My attention caught briefly at the back of the room, and not because the man leaning there was trying to stand out. It was the opposite of that, really.

He wasn’t speaking, or fidgeting, drawing attention to himself the way the others in the room were. But there was something about him that pulled my focus anyway. Like the room had quietly arranged itself around him.

He was tall. That was the first thing I noticed.

Tall enough that even leaning against the wall he was still a few inches bigger than most of the people in the room.

He was broad in the shoulders, and wearing a faded flannel that shouldn’t have accentuated the toned muscles in his arms the way that it did.

His hair was dark, messy, and shone even in the fluorescent lighting. His jaw was sharp, and rough with stubble.

I jumped when I met his eyes, because somehow in my musing, I hadn’t realized that he was staring at me with dark slate eyes.

I pulled on my blazer and arranged my notes on the podium at the front.

At 7:00 Carol strode in, greeting locals by name.

She tapped the microphone. “Good morning. Thank you all for coming. Today, Ms. Lena Mercer will conduct our comprehensive road safety study presentation. Let’s give her our full attention. ”

The murmur quieted. I clicked to the first slide: a map of Upper Ridge Road, red dots indicating every documented accident in the past decade. “Upper Ridge Road has a troubling incident rate, especially through the upper bend.” I advanced to a 3D model showing water pooling on worn asphalt.

A senior man in a denim jacket raised his hand. “Flooding’s only part of it. We get black ice in winter.”

“I’ve read that in the reports as well,” I said.

“That’s why the plan includes a redesign to improve drainage and prevent ice buildup.

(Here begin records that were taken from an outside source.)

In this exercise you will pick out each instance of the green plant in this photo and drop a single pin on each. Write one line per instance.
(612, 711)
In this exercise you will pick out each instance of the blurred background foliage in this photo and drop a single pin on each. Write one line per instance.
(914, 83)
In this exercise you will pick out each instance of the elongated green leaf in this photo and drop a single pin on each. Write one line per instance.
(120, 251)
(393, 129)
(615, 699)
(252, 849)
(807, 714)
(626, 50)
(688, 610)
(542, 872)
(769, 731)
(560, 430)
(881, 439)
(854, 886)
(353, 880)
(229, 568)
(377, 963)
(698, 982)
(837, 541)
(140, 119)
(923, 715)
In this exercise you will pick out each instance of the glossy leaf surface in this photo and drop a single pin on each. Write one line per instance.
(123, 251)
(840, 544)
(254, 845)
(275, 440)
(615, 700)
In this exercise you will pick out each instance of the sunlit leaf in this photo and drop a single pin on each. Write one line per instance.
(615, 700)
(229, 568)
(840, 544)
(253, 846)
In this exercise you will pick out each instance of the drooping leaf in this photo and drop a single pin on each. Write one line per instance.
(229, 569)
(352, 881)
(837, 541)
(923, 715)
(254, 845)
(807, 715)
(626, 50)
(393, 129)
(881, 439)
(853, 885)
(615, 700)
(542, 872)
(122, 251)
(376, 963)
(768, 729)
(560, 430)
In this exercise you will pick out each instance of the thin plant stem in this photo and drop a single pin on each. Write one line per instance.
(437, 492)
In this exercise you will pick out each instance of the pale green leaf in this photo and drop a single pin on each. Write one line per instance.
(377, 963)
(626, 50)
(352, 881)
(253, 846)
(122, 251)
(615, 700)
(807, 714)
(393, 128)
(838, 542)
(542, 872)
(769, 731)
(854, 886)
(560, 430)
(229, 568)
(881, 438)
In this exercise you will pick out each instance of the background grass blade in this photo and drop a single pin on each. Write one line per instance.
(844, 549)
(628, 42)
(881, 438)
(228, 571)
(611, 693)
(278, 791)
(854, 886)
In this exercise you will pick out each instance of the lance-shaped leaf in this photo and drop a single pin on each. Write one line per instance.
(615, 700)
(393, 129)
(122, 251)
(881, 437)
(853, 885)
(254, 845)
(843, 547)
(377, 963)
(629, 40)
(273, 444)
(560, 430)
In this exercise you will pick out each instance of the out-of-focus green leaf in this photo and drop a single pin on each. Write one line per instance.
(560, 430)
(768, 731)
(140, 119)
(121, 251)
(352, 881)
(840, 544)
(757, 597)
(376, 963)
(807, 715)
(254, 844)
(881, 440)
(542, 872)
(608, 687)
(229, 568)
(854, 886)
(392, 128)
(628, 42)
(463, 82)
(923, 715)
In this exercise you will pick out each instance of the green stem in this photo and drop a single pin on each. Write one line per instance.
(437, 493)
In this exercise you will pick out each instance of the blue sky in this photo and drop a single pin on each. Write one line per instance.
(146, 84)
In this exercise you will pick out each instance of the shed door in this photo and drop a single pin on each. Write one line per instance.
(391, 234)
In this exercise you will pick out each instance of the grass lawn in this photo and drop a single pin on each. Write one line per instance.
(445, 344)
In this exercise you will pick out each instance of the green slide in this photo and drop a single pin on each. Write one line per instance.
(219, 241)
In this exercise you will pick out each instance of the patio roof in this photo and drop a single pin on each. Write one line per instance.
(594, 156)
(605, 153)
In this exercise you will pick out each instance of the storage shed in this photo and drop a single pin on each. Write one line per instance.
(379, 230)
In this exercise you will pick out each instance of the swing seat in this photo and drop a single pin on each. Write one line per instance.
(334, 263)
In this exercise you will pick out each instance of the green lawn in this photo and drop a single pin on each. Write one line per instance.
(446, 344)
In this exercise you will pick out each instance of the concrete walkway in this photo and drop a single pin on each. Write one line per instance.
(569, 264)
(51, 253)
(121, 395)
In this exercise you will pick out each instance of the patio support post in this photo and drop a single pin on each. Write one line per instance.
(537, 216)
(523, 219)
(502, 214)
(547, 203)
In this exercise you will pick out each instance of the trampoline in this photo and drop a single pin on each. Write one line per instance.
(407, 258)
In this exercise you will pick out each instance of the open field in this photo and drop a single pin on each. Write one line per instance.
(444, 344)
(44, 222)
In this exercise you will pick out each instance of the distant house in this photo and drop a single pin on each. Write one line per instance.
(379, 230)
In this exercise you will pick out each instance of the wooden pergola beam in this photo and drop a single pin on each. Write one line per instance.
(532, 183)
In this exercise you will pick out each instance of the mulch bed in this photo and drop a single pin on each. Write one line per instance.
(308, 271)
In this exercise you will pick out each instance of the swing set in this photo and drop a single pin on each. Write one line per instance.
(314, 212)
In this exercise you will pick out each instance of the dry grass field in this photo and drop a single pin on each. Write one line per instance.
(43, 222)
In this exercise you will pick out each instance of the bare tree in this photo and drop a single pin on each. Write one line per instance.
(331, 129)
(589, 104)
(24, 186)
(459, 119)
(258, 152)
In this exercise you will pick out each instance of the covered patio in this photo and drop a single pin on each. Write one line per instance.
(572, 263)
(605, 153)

” I clicked to the next slide: cross-sections of road widening, with new asphalt and a slight grade adjustment, plus an added drainage culvert every two hundred feet.

A woman in the back raised her hand tentatively before speaking. “What about the overlook? You’d remove half the trees and the picnic area if you did what these pictures show.”

I’d already anticipated push back on this. People in small towns like this had a tendency to hang on to the nostalgia of their spaces.

“The overlook is valuable to the town’s identity. My design maintains the pull-off area, but shifts the roadway slightly uphill. We can plant native shrubs and install observation platforms to enhance safety without totally sacrificing the view.”

Murmurs rippled through the crowd, but then a powerful voice cut in.

“The problem’s the bend, not the entire road.

” Somehow, the deep tenor of his voice didn’t surprise me at all.

His grey eyes met mine once more, but this time, I didn’t look away.

“I’m Ethan Talbot. I run Talbot Automotive down the street.

I’ve pulled cars out of that ditch for fifteen years.

Fix that one curve and you solve ninety percent of the issues. ”

I nodded. “Thank you, Mr. Talbot. Accident recovery is one aspect, but my assessment follows engineering standards and traffic models that consider long-term safety and capacity too. Inconsistent widths create transition hazards, drivers jerk the wheel at sudden narrow spots, not just at the curve.”

He stepped forward. “Or you could install guardrails, repave the bend, and put up clearer signage. That’s cheaper, faster, and gets drivers home safe at night. It’s a hell of a lot better than doing body surgery for a broken finger.”

Heads turned around the room, and a few nodded in agreement.